Let's take this idea one step further. It's very easy for the Chinese Government to block access to Twitter, Facebook and Youtube given that data to and from these platforms need to pass through the Great Firewall.
If web services became distributed among all its users then it would be far more difficult for the Firewall to stop them from working. We already have good examples of this in practice. Hollywood and recording companies would love to stop piracy, but they can't because the files are being shared over distributed P2P networks. Self hosted blogs are portable. They can be shared through RSS feeds and they are portable. Blocked blogs can easily be rebuilt on another server.
I have had a taste of the distributed future by installing Opera Unite on my MacBook turning it into a webserver for sharing files, media and becoming a messaging node. I am also excited about Google Wave, which is a real time messaging and communication platform that can be installed on local servers.
Federating the web would not stop censorship and there would still be challenges such as maintaining individual privacy and security.
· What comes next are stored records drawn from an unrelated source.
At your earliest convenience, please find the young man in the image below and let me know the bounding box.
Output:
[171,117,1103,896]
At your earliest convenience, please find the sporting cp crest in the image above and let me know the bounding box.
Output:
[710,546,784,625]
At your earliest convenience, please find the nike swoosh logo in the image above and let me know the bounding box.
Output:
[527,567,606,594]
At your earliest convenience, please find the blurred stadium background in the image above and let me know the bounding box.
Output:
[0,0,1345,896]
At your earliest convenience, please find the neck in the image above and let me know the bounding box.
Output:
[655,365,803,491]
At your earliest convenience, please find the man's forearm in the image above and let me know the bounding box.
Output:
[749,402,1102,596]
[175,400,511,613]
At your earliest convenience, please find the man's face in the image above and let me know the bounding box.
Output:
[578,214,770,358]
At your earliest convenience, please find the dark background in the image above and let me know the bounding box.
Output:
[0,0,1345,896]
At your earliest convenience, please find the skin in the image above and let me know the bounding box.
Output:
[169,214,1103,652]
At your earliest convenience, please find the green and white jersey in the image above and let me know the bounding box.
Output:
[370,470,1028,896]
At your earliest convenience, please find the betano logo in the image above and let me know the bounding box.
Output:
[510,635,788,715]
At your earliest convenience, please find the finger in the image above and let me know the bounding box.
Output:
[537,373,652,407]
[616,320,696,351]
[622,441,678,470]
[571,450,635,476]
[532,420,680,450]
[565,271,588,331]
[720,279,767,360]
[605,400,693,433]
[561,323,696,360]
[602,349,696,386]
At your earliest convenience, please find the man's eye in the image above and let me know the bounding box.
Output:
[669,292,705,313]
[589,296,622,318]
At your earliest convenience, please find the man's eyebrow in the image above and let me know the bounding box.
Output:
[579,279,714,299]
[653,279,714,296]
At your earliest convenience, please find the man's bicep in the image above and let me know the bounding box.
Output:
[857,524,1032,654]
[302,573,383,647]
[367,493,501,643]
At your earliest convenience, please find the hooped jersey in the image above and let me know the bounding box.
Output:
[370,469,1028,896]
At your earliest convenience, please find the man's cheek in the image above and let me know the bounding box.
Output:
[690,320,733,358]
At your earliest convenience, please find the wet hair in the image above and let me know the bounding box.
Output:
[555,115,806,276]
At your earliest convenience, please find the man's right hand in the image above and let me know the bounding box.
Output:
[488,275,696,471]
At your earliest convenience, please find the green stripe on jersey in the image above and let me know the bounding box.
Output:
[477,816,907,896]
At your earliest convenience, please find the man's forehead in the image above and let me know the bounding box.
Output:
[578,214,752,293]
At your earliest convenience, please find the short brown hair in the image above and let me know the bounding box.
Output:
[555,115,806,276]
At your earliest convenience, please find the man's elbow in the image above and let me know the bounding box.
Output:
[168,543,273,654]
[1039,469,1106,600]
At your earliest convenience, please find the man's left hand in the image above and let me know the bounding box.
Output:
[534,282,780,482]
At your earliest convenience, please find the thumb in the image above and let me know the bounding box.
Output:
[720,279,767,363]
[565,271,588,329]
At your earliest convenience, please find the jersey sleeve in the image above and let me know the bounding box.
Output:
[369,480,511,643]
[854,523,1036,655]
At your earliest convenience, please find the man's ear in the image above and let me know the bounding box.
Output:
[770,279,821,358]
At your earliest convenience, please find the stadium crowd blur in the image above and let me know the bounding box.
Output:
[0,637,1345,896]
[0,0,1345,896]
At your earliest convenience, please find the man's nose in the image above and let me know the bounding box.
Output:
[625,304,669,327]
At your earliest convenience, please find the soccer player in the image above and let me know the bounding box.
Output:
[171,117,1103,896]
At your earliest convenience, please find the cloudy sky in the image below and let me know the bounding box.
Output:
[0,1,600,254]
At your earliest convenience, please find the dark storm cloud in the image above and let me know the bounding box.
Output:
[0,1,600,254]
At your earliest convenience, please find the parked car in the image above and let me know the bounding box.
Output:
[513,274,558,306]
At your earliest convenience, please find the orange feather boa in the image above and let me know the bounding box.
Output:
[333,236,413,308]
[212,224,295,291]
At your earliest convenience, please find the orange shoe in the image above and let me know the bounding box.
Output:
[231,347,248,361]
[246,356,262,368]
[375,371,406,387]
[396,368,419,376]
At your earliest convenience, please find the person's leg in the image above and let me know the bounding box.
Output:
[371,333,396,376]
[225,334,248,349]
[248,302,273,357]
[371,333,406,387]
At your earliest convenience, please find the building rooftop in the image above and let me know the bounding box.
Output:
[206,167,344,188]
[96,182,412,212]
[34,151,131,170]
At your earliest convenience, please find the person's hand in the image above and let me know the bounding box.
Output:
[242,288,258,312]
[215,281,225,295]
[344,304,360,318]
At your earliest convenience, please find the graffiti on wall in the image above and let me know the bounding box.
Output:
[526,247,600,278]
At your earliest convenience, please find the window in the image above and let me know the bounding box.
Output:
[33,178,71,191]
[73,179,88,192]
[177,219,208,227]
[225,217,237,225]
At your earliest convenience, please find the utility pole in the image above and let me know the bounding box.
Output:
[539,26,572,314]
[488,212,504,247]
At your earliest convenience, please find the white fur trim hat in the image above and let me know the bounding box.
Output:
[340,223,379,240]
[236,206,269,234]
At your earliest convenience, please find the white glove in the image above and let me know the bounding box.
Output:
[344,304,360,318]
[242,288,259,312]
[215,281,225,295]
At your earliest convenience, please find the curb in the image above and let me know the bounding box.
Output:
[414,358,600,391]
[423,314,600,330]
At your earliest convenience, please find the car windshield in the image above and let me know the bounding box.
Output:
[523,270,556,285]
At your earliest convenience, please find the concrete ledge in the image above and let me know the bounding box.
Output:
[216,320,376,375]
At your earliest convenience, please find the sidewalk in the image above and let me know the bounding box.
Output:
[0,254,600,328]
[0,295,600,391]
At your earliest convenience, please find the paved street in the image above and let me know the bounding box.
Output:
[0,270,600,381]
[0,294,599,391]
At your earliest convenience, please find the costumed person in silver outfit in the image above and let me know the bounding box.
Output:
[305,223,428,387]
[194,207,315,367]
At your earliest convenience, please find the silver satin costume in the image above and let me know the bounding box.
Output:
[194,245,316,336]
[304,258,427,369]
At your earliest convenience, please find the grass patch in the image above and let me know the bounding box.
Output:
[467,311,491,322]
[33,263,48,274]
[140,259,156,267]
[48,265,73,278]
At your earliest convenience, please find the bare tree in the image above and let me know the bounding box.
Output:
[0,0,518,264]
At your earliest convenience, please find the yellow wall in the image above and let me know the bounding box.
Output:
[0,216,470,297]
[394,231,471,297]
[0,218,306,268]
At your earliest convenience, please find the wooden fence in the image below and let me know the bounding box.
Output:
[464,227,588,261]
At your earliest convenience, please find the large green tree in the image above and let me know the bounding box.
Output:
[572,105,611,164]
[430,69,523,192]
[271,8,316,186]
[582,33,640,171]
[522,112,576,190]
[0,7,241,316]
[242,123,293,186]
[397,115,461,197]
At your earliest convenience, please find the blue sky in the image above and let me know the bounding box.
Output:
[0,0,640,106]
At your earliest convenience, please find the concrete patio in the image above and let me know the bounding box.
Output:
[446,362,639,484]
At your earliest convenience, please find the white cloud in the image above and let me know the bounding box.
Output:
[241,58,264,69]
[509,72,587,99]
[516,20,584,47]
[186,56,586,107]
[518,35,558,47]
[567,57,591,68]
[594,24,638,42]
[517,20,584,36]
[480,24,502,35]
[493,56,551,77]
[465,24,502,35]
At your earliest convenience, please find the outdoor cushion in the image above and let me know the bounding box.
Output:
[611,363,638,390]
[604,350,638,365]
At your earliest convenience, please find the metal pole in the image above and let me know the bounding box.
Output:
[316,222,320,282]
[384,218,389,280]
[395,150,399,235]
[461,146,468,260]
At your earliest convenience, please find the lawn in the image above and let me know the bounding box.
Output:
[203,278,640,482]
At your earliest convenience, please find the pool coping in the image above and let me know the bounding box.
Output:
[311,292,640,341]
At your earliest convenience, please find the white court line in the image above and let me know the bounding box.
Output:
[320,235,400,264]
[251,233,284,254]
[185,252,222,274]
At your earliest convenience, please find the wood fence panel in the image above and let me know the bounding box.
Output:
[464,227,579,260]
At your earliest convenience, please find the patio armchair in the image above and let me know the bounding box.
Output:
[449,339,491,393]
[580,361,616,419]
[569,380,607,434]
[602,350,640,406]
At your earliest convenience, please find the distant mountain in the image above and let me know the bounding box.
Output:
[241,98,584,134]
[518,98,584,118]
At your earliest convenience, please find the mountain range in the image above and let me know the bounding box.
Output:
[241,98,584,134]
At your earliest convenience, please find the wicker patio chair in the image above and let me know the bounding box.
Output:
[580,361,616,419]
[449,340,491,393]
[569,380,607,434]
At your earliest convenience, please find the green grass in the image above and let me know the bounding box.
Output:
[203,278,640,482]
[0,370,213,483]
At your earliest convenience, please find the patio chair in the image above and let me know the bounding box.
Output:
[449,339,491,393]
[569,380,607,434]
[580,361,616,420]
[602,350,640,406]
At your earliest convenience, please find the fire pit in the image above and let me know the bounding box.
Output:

How would casual users benefit from the distributed web?
I'm sure there will be continued unabated demand for platforms like Twitter and Facebook, but they need to find imaginative ways to make their services robust to attack from hackers and paranoid governments. Otherwise innocent Internet users will continue to be punished for belonging to the same platform as Georgian bloggers and Xinjiang tweeters even though they have nothing else in common.